Ainda não se compreendeu que o mundo não é separado por classes e gêneros. O mundo é misturado para que o detalhe se imponha. Nem tudo pode ser dividido entre banheiro feminino e banheiro masculino. Não existe conversa de mulher ou papo de homem. O fogo não pergunta o sexo para alumiar, a árvore não pergunta o sexo para dar sombra, o mar não pergunta o sexo para correr.

A mulher só é estrangeira com o homem dentro dela.

Toda Manhã

Poema lido por Ana Carolina em um Show:
TODA MANHÃ
do livro "O Amor Esquece de Começar"
Fabrício Carpinejar

A você, que tem um porta-retrato do filho ao lado do computador, com folhas atoladas na segunda gaveta, que não acredita em nada mais para não forçar a esperança a acreditar em você, que entrou neste livro talvez por acidente ou por curiosidade, que mal passou os olhos pela primeira linha e viu que não era com você, peço que fique mais um pouco para descobrir realmente que não é com você. Nada disso é com você; e tudo pode vir a ser. É com você, que nunca está satisfeita com a altura da cadeira, mas também não sabe como girar a manivela, que diminui os passos para escutar o bambu plagiando a chuva, que falo.

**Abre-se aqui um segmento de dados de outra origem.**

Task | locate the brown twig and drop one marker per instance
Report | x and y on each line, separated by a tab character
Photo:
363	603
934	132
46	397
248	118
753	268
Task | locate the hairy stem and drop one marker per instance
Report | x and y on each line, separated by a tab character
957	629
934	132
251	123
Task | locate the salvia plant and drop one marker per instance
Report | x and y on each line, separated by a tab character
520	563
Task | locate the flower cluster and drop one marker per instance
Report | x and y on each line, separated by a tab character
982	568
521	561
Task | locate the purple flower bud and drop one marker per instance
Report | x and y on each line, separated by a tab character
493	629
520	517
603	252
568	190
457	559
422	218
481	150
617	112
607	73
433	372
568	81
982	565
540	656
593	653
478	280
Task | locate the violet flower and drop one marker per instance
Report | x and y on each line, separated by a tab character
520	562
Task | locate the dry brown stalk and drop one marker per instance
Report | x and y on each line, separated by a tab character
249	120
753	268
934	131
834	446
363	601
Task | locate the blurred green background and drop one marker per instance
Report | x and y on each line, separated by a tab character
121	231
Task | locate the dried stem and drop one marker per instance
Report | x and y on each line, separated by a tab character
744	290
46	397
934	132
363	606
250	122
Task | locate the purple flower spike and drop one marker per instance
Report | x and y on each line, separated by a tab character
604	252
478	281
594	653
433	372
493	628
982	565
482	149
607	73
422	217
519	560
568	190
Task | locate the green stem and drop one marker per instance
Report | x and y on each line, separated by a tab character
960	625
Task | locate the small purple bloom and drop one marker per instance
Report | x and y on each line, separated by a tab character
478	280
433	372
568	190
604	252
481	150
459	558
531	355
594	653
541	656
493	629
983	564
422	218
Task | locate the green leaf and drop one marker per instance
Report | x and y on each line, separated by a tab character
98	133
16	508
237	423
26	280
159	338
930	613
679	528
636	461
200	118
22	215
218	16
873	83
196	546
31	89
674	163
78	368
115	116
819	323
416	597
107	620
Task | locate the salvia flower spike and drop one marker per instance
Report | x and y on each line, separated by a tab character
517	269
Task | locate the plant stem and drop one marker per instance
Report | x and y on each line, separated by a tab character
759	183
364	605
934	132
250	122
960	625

A você, que gostaria de ser mais percebida, mais elogiada, mais viva, que ninguém nota o vestido novo, o cabelo cortado, que chega ao trabalho pensando que causará outra impressão, e o espaço vai repetindo o dia anterior.

A você, que cuidou dos irmãos pequenos, que comprava cigarro para o pai e leite para a mãe, que teve que pular a janela para sair com os amigos.

A você que não está satisfeita com o emprego, com os hábitos, com o número das calças, com o guarda-roupa, com o guarda-chuva, que espera as próximas férias como um domingo prolongado, que gostaria de dormir mais e ser penteada pelo vento antes de acordar.


A você, cheia de expectativas, que se diplomou e pensou que tudo estaria resolvido, que se casou e pensou que tudo então estava pronto, que teve um filho e pensou que tudo estava chegando. Não a conheço, muito menos sei o que lhe aconteceu na infância, qual foi o primeiro namorado, a primeira transa, o primeiro choque, o primeiro porre, o primeiro do primeiro amor, o primeiro do último amor; é justamente a você que começo a escrever dentro de sua desistência.

A você, que nunca pensou que o riso também precisa de aquecimento para não se machucar em rugas, que deseja ler de manhã e viver o que se lê de tarde, e que não lê de manhã e nem vive de tarde, e sobra a noite para fazer de noite.


A você, que é uma promessa de cheiro, de chá, que coloca perfume nos pulsos e no pescoço, que tem receio de chorar onde não se chora, de falar o que não se deveria, que se controla e se autocensura para não se entregar.

A você, que passou a vida a disciplinar o desespero, que segura a bolsa perto do quadril, que é suave para olhar de canto.


A você, que está aqui e não se resolve, porque não é aqui que está, mas dentro daquilo que procura. Alguns procuram um endereço; outros, um sentido.

A você, que escuta o sangue e não entende.


A você, que quer explicações para não se contentar com relatórios, para não se apaziguar em brincadeiras, que não usa relógio para não ser infiel à aliança, que repara as laranjas germinando abelhas na hora do almoço.

A você, que não duvida ao assinar o nome, mas troca invariavelmente a data.


A você, que em toda manhã regressa de seu mais fundo e ninguém repara o seu esforço para subir à superfície.

A você, que parece sombra quando a água passa, que parece água quando a sombra senta; a você quero dizer: eu desapareço em você.